エピローグ「世界の向こうのエンシェント」


「――ってことが昨日の夜にあったんだよ」

「すごーい、いいなぁ。あたしもフィリルさんの声聞きたかった~」

「セトアおつかれ。まだそんな大きなネタ残してたなんてね。古代文明やばすぎじゃん」


 翌日の放課後、いつもの古代魔法研究同好会の部室にて。

 セトアは昨夜あったことを――ポイの目が青く光って瞬間移動、黒い部屋に飛ばされて、フィリルの過去の声を聞かされたことを――二人に話していた。


「おい、マスター? わらわはフィリルが声を残していたことなぞ知らなかったし、再生中のことはわからぬのだが……フィリルは誰にも言うなと言っておったのじゃろ?」


 ポイの言う通り、君の胸にだけしまっておいてくれと言われた。しかしセトアは首を振る。

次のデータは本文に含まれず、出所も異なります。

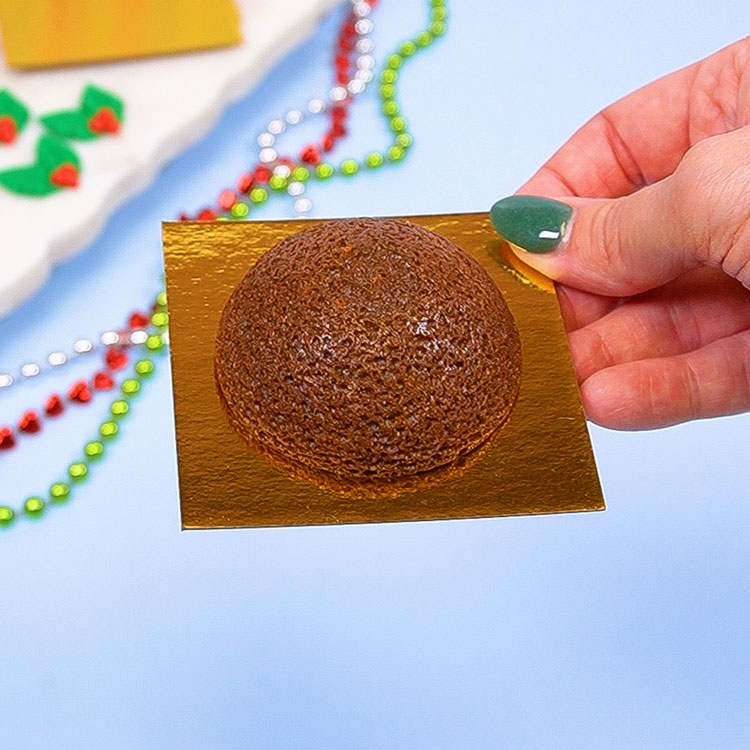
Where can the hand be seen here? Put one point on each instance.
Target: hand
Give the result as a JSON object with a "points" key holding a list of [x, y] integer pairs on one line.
{"points": [[650, 246]]}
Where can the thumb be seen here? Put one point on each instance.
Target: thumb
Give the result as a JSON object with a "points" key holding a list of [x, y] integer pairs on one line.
{"points": [[699, 215]]}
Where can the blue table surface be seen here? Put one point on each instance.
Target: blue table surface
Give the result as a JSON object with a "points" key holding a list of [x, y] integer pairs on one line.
{"points": [[623, 629]]}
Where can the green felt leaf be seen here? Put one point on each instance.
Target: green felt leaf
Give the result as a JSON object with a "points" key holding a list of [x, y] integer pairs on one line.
{"points": [[95, 98], [71, 123], [51, 153], [10, 105], [33, 180]]}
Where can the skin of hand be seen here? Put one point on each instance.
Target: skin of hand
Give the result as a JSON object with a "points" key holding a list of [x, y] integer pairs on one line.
{"points": [[652, 264]]}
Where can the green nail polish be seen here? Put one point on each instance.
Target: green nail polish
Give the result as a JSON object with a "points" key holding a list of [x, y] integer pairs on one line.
{"points": [[536, 225]]}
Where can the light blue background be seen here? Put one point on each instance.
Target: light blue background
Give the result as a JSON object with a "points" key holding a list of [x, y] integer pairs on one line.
{"points": [[624, 629]]}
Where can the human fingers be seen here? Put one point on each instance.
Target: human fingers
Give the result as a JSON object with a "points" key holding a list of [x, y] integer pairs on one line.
{"points": [[642, 137], [700, 215], [672, 320]]}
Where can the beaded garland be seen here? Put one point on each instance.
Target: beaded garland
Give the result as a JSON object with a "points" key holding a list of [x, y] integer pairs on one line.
{"points": [[273, 173]]}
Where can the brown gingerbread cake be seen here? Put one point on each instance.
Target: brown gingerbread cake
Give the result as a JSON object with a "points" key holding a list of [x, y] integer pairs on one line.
{"points": [[367, 348]]}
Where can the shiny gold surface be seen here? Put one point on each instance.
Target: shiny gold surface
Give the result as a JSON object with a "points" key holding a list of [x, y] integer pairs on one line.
{"points": [[540, 462]]}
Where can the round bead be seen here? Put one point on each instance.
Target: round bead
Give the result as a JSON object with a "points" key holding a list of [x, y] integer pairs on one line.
{"points": [[30, 370], [82, 346], [294, 117], [302, 205], [324, 171], [78, 471], [119, 409], [407, 49], [349, 167], [404, 140], [154, 343], [108, 430], [390, 107], [240, 210], [300, 174], [33, 505], [374, 160], [57, 358], [59, 491], [394, 61], [398, 124], [131, 387], [395, 153]]}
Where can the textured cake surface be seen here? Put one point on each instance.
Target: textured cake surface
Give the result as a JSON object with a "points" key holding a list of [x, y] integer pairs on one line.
{"points": [[367, 348]]}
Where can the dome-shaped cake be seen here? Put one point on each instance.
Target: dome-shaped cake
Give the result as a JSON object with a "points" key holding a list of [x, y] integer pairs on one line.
{"points": [[367, 348]]}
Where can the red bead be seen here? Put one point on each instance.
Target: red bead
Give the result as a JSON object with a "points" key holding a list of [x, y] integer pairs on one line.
{"points": [[103, 382], [66, 175], [8, 129], [116, 358], [310, 154], [244, 182], [29, 422], [227, 199], [138, 320], [262, 174], [80, 392], [54, 406], [206, 215], [7, 439]]}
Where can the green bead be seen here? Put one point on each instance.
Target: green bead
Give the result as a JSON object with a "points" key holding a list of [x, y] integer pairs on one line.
{"points": [[374, 160], [398, 124], [394, 61], [154, 343], [240, 210], [144, 367], [78, 471], [33, 505], [59, 491], [404, 140], [324, 171], [119, 409], [390, 107], [108, 430], [395, 153], [408, 48], [349, 167], [94, 450], [300, 174], [131, 386]]}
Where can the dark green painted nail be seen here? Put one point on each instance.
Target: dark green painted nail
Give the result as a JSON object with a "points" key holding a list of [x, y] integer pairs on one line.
{"points": [[536, 225]]}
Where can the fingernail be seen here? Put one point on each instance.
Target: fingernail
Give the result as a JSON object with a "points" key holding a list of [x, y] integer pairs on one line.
{"points": [[534, 224]]}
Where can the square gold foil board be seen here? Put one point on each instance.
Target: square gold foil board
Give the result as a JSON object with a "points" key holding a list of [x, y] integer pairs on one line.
{"points": [[541, 461]]}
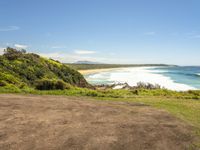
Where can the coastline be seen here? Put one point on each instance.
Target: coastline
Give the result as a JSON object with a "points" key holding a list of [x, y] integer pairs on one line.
{"points": [[91, 71]]}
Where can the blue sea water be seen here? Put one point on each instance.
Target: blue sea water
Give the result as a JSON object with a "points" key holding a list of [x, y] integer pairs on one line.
{"points": [[189, 75], [170, 77]]}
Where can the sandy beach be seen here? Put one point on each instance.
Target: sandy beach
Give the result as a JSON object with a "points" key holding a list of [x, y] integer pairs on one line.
{"points": [[91, 71]]}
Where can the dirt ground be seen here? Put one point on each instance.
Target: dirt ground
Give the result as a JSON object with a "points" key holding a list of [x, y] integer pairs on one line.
{"points": [[64, 123]]}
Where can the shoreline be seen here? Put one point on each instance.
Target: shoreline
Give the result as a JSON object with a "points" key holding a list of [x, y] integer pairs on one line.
{"points": [[91, 71]]}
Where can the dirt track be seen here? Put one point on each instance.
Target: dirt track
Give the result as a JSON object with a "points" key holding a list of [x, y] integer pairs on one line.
{"points": [[58, 122]]}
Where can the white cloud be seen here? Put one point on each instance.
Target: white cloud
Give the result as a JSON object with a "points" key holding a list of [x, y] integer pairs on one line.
{"points": [[1, 51], [57, 47], [20, 46], [150, 33], [196, 36], [9, 28], [84, 52]]}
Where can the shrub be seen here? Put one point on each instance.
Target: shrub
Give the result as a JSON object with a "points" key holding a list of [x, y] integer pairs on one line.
{"points": [[46, 84], [12, 54]]}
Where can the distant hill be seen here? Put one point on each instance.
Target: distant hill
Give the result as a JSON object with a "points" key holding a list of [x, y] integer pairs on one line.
{"points": [[86, 62], [20, 69], [103, 66]]}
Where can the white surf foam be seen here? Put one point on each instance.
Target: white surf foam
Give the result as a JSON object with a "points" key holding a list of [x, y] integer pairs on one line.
{"points": [[143, 74]]}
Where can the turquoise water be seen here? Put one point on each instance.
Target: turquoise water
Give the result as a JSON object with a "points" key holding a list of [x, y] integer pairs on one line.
{"points": [[174, 78], [186, 75]]}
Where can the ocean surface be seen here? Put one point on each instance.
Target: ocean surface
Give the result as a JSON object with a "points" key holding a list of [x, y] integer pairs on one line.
{"points": [[173, 77]]}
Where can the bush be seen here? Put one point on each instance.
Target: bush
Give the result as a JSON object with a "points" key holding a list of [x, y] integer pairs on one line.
{"points": [[47, 84], [12, 54]]}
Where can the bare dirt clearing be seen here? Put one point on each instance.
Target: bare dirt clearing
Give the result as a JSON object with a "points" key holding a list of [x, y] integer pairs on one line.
{"points": [[59, 122]]}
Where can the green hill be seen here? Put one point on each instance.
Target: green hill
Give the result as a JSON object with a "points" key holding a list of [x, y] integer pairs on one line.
{"points": [[20, 69]]}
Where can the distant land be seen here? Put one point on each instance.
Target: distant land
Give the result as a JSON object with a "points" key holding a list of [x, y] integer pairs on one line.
{"points": [[86, 66], [87, 62]]}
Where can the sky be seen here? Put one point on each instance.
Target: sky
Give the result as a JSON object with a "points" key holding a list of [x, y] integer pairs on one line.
{"points": [[107, 31]]}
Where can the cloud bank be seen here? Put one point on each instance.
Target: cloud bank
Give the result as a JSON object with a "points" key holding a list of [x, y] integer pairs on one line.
{"points": [[9, 28], [84, 52], [20, 46]]}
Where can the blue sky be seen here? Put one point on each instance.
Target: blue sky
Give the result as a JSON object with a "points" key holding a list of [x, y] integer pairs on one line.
{"points": [[109, 31]]}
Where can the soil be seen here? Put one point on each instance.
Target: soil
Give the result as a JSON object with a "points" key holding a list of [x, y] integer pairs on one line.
{"points": [[62, 123]]}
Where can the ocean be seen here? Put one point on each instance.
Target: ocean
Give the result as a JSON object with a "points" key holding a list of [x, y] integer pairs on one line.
{"points": [[172, 77]]}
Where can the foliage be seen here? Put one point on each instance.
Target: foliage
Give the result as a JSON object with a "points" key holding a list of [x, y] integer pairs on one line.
{"points": [[46, 84], [23, 69]]}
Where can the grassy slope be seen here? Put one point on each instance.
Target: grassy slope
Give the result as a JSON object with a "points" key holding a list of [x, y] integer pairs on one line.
{"points": [[19, 69]]}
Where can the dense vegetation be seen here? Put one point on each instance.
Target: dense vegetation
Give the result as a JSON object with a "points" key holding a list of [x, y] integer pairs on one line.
{"points": [[19, 70], [103, 66]]}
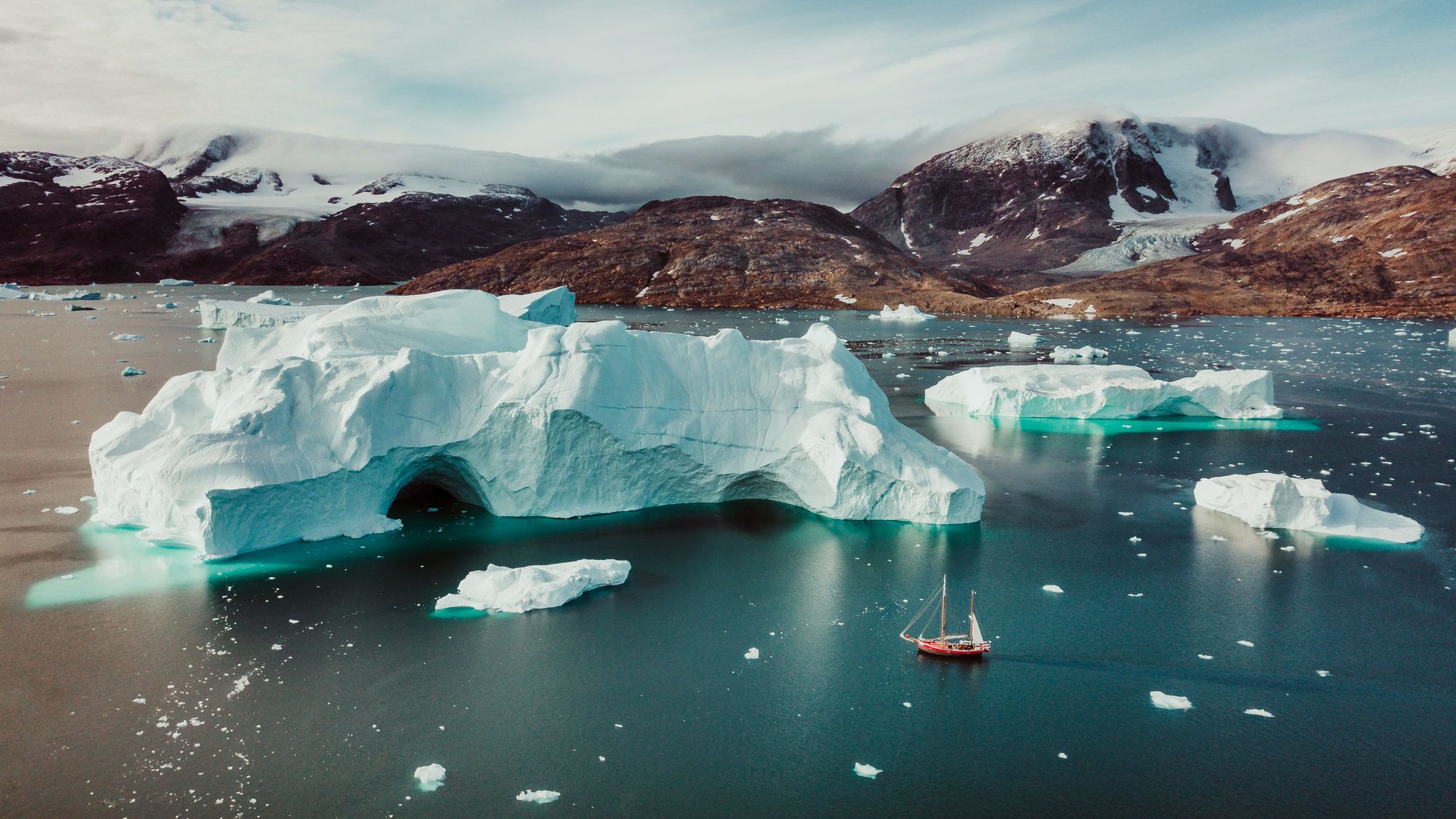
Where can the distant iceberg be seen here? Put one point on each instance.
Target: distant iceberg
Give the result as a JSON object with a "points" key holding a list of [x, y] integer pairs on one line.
{"points": [[312, 429], [903, 312], [1278, 502], [1101, 391], [1077, 353], [528, 587]]}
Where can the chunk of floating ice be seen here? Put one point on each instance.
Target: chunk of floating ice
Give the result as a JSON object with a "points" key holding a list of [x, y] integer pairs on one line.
{"points": [[1270, 500], [311, 430], [505, 589], [430, 775], [903, 312], [1170, 701], [1077, 353], [1101, 391]]}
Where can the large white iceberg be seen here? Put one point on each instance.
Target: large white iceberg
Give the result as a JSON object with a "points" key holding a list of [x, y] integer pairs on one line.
{"points": [[506, 589], [314, 433], [1101, 391], [903, 312], [1278, 502]]}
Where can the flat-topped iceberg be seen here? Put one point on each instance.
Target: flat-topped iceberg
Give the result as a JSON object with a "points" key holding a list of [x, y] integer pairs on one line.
{"points": [[1103, 391], [269, 309], [1278, 502], [317, 432], [1077, 353], [226, 315], [270, 298], [526, 587], [903, 314]]}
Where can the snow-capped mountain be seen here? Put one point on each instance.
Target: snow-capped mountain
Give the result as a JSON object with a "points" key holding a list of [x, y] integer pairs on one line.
{"points": [[1094, 196]]}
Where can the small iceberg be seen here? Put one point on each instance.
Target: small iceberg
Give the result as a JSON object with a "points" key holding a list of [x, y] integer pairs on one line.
{"points": [[1170, 701], [903, 314], [1267, 500], [430, 775], [1077, 353], [528, 587], [270, 298], [1103, 391]]}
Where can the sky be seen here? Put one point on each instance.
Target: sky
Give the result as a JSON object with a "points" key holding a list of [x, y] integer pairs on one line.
{"points": [[587, 79]]}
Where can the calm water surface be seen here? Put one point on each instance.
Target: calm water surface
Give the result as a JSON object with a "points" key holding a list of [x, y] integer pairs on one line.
{"points": [[314, 679]]}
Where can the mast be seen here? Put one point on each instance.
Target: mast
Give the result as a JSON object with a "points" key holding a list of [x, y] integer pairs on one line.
{"points": [[943, 608]]}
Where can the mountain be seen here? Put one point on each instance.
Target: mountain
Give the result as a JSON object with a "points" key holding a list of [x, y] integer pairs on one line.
{"points": [[81, 219], [1377, 244], [714, 253], [106, 219], [1094, 196]]}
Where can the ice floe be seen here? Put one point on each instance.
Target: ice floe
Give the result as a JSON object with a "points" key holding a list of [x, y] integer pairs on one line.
{"points": [[311, 430], [526, 587], [1170, 701], [1024, 340], [1101, 391], [1077, 353], [903, 312], [1267, 500], [430, 775]]}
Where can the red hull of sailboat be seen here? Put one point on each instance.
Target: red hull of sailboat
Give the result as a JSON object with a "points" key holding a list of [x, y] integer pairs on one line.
{"points": [[933, 647]]}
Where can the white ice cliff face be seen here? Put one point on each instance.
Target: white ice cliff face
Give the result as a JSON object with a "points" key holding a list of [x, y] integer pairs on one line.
{"points": [[1103, 391], [528, 587], [1278, 502], [312, 429]]}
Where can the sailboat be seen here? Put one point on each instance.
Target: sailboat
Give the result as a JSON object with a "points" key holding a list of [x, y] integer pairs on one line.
{"points": [[969, 644]]}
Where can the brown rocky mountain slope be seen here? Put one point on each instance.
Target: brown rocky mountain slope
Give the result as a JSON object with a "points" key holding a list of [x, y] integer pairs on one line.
{"points": [[714, 253], [1380, 244]]}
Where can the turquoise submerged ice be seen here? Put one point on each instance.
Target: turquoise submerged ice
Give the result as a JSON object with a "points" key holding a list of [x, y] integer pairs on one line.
{"points": [[311, 430], [1103, 391]]}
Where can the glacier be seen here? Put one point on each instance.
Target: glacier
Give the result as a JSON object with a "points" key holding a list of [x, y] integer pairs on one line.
{"points": [[528, 587], [1101, 391], [1269, 500], [269, 309], [312, 429]]}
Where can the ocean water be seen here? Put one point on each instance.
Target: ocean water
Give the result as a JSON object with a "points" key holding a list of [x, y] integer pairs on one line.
{"points": [[320, 676]]}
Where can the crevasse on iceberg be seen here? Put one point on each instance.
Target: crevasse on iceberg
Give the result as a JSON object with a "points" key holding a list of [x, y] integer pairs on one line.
{"points": [[1101, 391], [1278, 502], [311, 430]]}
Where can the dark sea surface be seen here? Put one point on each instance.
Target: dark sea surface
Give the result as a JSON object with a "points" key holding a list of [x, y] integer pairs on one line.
{"points": [[314, 679]]}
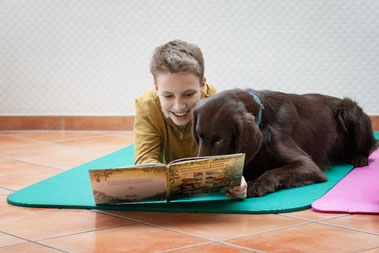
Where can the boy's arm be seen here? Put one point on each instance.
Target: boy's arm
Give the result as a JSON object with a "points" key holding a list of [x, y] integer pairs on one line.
{"points": [[147, 137]]}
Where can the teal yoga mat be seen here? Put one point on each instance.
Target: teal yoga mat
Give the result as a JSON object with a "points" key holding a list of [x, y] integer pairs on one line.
{"points": [[72, 189]]}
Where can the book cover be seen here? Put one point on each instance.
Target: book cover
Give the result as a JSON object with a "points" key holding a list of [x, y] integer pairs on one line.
{"points": [[183, 178]]}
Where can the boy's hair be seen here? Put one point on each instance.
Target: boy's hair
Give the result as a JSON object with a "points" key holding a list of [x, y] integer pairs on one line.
{"points": [[177, 57]]}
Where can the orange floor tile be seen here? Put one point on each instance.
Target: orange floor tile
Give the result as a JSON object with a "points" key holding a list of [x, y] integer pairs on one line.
{"points": [[31, 156]]}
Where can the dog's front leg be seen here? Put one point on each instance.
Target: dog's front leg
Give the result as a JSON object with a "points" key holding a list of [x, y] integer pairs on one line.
{"points": [[301, 172]]}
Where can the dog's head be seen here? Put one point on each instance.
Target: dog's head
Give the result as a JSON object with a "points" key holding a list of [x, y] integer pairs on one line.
{"points": [[222, 125]]}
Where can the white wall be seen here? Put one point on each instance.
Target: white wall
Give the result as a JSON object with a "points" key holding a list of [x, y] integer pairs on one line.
{"points": [[91, 57]]}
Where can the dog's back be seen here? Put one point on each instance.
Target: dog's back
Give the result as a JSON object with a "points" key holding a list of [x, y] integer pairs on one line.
{"points": [[327, 128]]}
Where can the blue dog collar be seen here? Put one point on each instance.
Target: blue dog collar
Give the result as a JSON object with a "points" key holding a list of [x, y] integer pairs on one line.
{"points": [[261, 107]]}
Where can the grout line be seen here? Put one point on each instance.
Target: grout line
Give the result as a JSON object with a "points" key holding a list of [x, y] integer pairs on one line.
{"points": [[132, 219], [367, 250], [348, 228], [25, 214], [241, 247], [84, 232], [26, 242], [186, 247], [164, 228]]}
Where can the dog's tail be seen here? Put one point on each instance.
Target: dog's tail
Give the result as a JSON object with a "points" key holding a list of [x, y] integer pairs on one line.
{"points": [[357, 126]]}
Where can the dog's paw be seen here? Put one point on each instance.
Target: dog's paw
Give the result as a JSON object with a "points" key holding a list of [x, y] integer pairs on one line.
{"points": [[257, 188], [359, 161]]}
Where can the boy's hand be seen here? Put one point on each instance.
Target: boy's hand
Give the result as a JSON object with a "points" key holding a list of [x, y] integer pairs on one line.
{"points": [[238, 192]]}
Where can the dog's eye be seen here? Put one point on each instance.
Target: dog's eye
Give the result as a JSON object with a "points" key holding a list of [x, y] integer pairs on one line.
{"points": [[218, 142]]}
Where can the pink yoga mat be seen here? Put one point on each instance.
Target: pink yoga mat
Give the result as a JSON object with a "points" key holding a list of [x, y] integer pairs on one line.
{"points": [[358, 192]]}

「無理だ。こんなの私一人で抱えろって無茶苦茶だ。ていうか別にいいだろ。アリーアとクノティアだってポイのマスターみたいなもんなんだから」


 セトアがポイのマスターということになってはいるが、この三人で見つけ出したのだ。セトアだけ特別扱いというのは落ち着かない。


「……まぁマスターがそう言うなら良かろう。言い分はわからんでもないしの。わらわもちょっと呆れておるのじゃ。フィリルめ……そんな隠し機能を仕込んでいるとは」


 ふーやれやれと、子犬の姿で首を振るポイ。その動作が可愛らしく、セトアは思わずポイの頭を撫でていた。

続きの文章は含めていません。